Year 1 - Fall
Students are introduced to the faculty and their interests, the field of statistics, and the facilities at Carnegie Mellon. Each faculty member gives at least one elementary lecture on some topic of his or her choice. In the past, topics have included: the field of statistics and its history, large-scale sample surveys, survival analysis, subjective probability, time series, robustness, multivariate analysis, psychiatric statistics, experimental design, consulting, decision-making, probability models, statistics and the law, and comparative inference. Students are also given information about the libraries at Carnegie Mellon and current bibliographic tools. In addition, students are instructed in the use of the Departmental and University computational facilities and available statistical program packages.
This course covers the basics of statistics. We will first provide a quick introduction to probability theory, and then cover fundamental topics in mathematical statistics such as point estimation, hypothesis testing, asymptotic theory, and Bayesian inference. If time permits, we will also cover more advanced and useful topics including nonparametric inference, regression and classification. Prerequisites: one- and two-variable calculus and matrix algebra.
This course covers the fundamentals of theoretical statistics. Topics include: probability inequalities, point and interval estimation, minimax theory, hypothesis testing, data reduction, convergence concepts, Bayesian inference, nonparametric statistics, bootstrap resampling, VC dimension, prediction and model selection.
This course covers the basic principles of causality. Foundations of linear regression, including theory, computation, diagnostics, and generalized linear models. Extensions to nonparametric regression, including splines, kernel regression, and generalized additive models. Discussion of tools to compare statistical models, including hypothesis tests, cross-validation, and bootstrapping. Topics in nonparametric regression and machine learning as time permits, such as regression trees, boosting, and random forests. Emphasis on writing data analysis reports that answer substantive scientific methods with appropriate statistical tools. Students will be equipped with the tools needed to explore a substantive scientific question with data, translate scientific questions into statistical questions, compare different modeling approaches rigorously, and write their results in a clear manner.

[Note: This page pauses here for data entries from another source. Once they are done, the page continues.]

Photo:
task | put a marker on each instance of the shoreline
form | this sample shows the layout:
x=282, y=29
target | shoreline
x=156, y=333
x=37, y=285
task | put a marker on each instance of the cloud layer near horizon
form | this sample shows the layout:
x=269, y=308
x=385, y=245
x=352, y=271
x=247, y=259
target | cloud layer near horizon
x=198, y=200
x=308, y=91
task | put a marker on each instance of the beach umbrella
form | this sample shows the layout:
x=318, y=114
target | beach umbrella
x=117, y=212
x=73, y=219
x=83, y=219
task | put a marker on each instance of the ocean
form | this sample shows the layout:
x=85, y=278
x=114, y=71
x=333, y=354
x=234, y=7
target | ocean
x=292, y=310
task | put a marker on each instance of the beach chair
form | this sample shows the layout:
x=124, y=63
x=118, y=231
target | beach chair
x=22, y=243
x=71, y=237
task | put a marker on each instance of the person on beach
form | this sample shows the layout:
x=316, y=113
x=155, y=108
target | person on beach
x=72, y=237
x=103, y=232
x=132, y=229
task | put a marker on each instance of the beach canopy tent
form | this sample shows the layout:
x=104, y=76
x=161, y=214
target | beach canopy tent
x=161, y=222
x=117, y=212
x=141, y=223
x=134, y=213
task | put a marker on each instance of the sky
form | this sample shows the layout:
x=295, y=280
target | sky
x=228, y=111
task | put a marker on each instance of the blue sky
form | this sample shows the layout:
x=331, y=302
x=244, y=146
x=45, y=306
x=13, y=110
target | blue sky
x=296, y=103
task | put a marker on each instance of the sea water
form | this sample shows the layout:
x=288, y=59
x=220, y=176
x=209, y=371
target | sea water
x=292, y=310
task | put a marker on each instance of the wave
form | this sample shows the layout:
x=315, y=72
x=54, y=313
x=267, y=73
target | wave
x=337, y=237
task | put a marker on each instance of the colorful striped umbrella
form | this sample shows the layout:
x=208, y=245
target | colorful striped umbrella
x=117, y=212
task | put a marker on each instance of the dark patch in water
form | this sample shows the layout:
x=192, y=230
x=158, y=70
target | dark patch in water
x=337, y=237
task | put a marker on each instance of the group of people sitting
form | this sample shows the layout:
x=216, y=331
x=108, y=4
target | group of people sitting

A detailed introduction to elements of computing relating to statistical modeling, targeted to PhD students and masters students in Statistics & Data Science. Topics include important data structures and algorithms; numerical methods; databases; parallelism and concurrency; and coding practices, program design, and testing. Multiple programming languages will be supported (e.g., C, R, Python, etc.). Those with no previous programming experience are welcome but will be required to learn the basics of at least one language via self-study.